Bandeau
mcInform@ctions
Travail de fourmi, effet papillon...
Descriptif du site
France Culture
La France en 2050 : s’adapter pour survivre au climat
Article mis en ligne le 17 juin 2022

Sécheresses, canicules, incendies... D’ici à 2050 la France va subir de plein fouet les conséquences du réchauffement climatique. Les sénateurs Ronan Dantec et Jean-Yves Roux ont récemment remis au gouvernement un rapport sur la nécessité d’adapter dès à présent les infrastructures du pays.

"Le proche avenir du pays, d’ici à 2050, est pour l’essentiel déjà écrit", précise le rapport remis mardi 11 juin 2019 aux ministres de la transition écologique et solidaire de l’agriculture. Sécheresses sévères, submersions côtières, forte hausse du risque d’incendie, assèchement des nappes phréatiques... Les sénateurs Ronan Dantec (écologiste, Loire-Atlantique) et Jean-Yves Roux (divers gauche, Alpes-de-Haute-Provence) ont listé les conséquences du "choc climatique inévitable" qui se profile à l’horizon 2050 et ont dressé un simple constat : la France n’est pas prête à les affronter. (...)

Santé, risques naturels, économie : des conséquences réelles et multiples

D’ici à 2050, le température va augmenter de 2° C, et il est trop tard pour l’empêcher. Le rapport insiste fortement sur ce point, notamment en citant le climatologue Hervé Le Treut : "Sur le plan climatique, les vingt à trente prochaines années sont déjà écrites dans leurs grandes lignes". Longtemps considérées comme ayant des faux airs de Cassandre, les annonces de réchauffement climatique, selon le rapport, sont désormais très concrètes, chiffres à l’appui. (...)

Le risque sanitaire

Sur le plan sanitaire, le rapport rappelle les conséquences désastreuses des dernières canicules en France métropolitaine, la dernière en date, en 2018, ayant fait près de 1600 morts. Mais il souligne également d’autres impacts sanitaires, moins évidents : l’élévation de la température aura ainsi pour conséquence une augmentation des problèmes de santé liés à la pollution, des allergies, et facilitera la prolifération des maladies (notamment via des vecteurs comme les moustiques) ainsi que des algues (cyanobactéries) responsables de la contamination les eaux potables et organismes marins.

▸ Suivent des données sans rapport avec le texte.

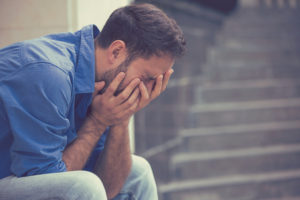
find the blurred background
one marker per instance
(228, 126)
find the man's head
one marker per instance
(138, 33)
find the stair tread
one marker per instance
(240, 128)
(229, 180)
(245, 105)
(242, 152)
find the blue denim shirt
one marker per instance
(46, 86)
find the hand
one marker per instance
(150, 92)
(108, 109)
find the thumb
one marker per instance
(98, 86)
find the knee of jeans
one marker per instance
(85, 185)
(141, 167)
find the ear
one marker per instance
(117, 51)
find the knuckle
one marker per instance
(123, 96)
(110, 89)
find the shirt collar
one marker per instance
(85, 69)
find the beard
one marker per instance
(109, 76)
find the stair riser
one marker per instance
(250, 191)
(246, 71)
(248, 139)
(249, 116)
(232, 166)
(245, 94)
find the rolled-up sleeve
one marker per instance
(37, 99)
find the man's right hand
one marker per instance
(107, 109)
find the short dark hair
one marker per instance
(146, 31)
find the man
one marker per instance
(65, 104)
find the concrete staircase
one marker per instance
(241, 139)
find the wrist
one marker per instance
(94, 126)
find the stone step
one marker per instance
(238, 161)
(264, 34)
(248, 90)
(258, 186)
(260, 12)
(235, 113)
(258, 44)
(218, 56)
(239, 136)
(271, 21)
(255, 70)
(259, 28)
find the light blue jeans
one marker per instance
(80, 185)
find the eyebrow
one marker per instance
(150, 77)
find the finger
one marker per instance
(98, 87)
(167, 78)
(158, 86)
(131, 100)
(115, 84)
(124, 95)
(131, 109)
(144, 92)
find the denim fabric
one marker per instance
(46, 86)
(79, 185)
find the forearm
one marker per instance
(77, 153)
(114, 164)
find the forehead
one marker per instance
(155, 65)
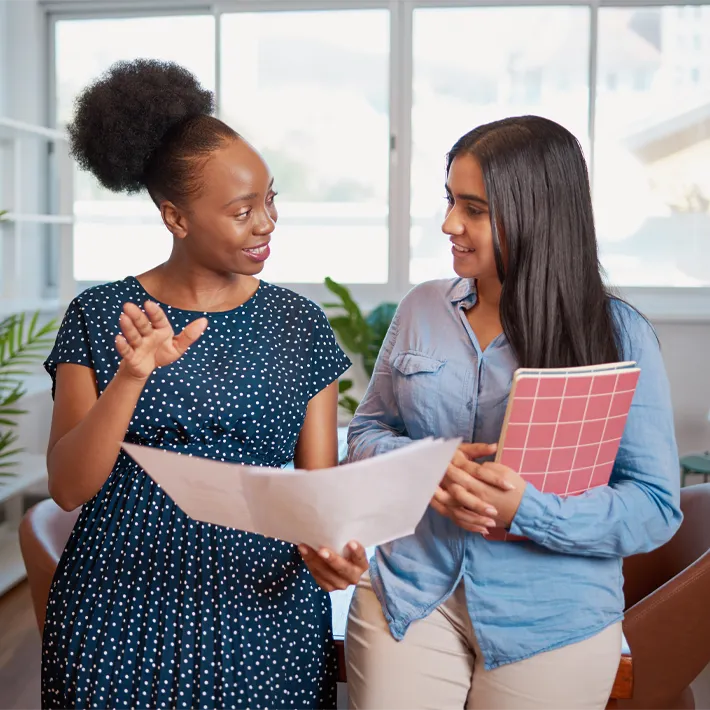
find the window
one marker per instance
(310, 90)
(476, 65)
(117, 235)
(360, 181)
(651, 186)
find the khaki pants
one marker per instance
(438, 665)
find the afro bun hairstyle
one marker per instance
(146, 124)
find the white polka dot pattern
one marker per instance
(150, 609)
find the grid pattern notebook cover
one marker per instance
(562, 428)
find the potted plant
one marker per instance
(23, 343)
(361, 335)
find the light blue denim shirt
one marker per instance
(564, 583)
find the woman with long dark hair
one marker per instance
(446, 617)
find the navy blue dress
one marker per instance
(150, 609)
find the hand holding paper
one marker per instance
(371, 501)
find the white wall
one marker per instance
(686, 351)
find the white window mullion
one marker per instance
(593, 64)
(401, 145)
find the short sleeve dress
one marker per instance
(150, 609)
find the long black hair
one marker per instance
(554, 307)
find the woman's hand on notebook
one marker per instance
(333, 571)
(494, 476)
(475, 496)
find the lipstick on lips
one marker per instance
(260, 253)
(458, 250)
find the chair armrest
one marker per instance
(668, 635)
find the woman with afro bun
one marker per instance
(148, 608)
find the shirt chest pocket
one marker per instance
(429, 395)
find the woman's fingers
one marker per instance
(139, 319)
(123, 348)
(463, 518)
(156, 315)
(129, 330)
(494, 475)
(464, 488)
(190, 333)
(343, 568)
(472, 522)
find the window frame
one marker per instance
(660, 304)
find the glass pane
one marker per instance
(475, 65)
(116, 235)
(652, 147)
(310, 91)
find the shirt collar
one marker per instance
(464, 291)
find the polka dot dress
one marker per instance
(150, 609)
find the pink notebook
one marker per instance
(562, 428)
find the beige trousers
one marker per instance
(438, 665)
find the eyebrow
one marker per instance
(250, 196)
(467, 197)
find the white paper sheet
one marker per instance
(372, 501)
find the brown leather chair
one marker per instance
(44, 532)
(667, 621)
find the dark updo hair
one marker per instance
(147, 124)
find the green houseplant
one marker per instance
(361, 335)
(23, 343)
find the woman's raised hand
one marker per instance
(147, 340)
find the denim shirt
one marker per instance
(564, 583)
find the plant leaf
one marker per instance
(349, 404)
(344, 385)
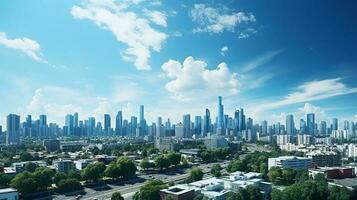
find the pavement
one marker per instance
(130, 188)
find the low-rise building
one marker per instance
(333, 172)
(52, 145)
(325, 158)
(83, 163)
(290, 162)
(63, 165)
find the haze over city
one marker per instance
(178, 100)
(90, 58)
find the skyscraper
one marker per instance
(75, 120)
(187, 126)
(290, 125)
(107, 124)
(302, 126)
(241, 120)
(220, 114)
(69, 123)
(198, 125)
(206, 123)
(12, 129)
(311, 124)
(334, 124)
(142, 122)
(264, 127)
(323, 128)
(119, 123)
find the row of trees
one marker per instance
(40, 179)
(162, 161)
(311, 190)
(213, 155)
(287, 176)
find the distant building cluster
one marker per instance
(238, 126)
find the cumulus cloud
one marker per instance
(157, 17)
(247, 33)
(224, 50)
(312, 91)
(128, 27)
(27, 46)
(218, 19)
(193, 79)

En janvier 2019, l’émission La Méthode scientifique, à l’occasion de débats organisés à La Sorbonne lors d’une journée intitulée La planète se réchauffe… Comment on s’y prépare, avait déjà soulevé ce problème : (...)

En Europe nous allons avoir une multiplication par 50 du nombre de victimes liés à des catastrophes climatiques extrêmes. Si nous ne faisons rien pour limiter l’ampleur du changement climatique, nous irons encore vers des catastrophes bien supérieures qui remettront en cause la durabilité de l’ensemble des sociétés dans le monde. [...] La grande question que nous avons devant nous c’est comment rendre compatible l’adaptation et l’atténuation, et éviter des scénarios dans lesquels on s’adapte mais on renforce les problèmes ! (...)

2050, et après ?

Mais à en croire les rapports du GIEC, la France devrait connaître des catastrophes climatiques plus importantes encore après l’horizon 2050. Par le passé, l’espèce humaine a déjà eu à s’adapter à des épisodes climatiques extrêmes, notamment à plusieurs épisodes climatiques de refroidissement, entre 1303 et 1860. En janvier 1709, par exemple, il fait -16,3 degrés à Paris et il s’agit alors de faire preuve de résilience, comme le raconte Saint-Simon dans ses mémoires (...)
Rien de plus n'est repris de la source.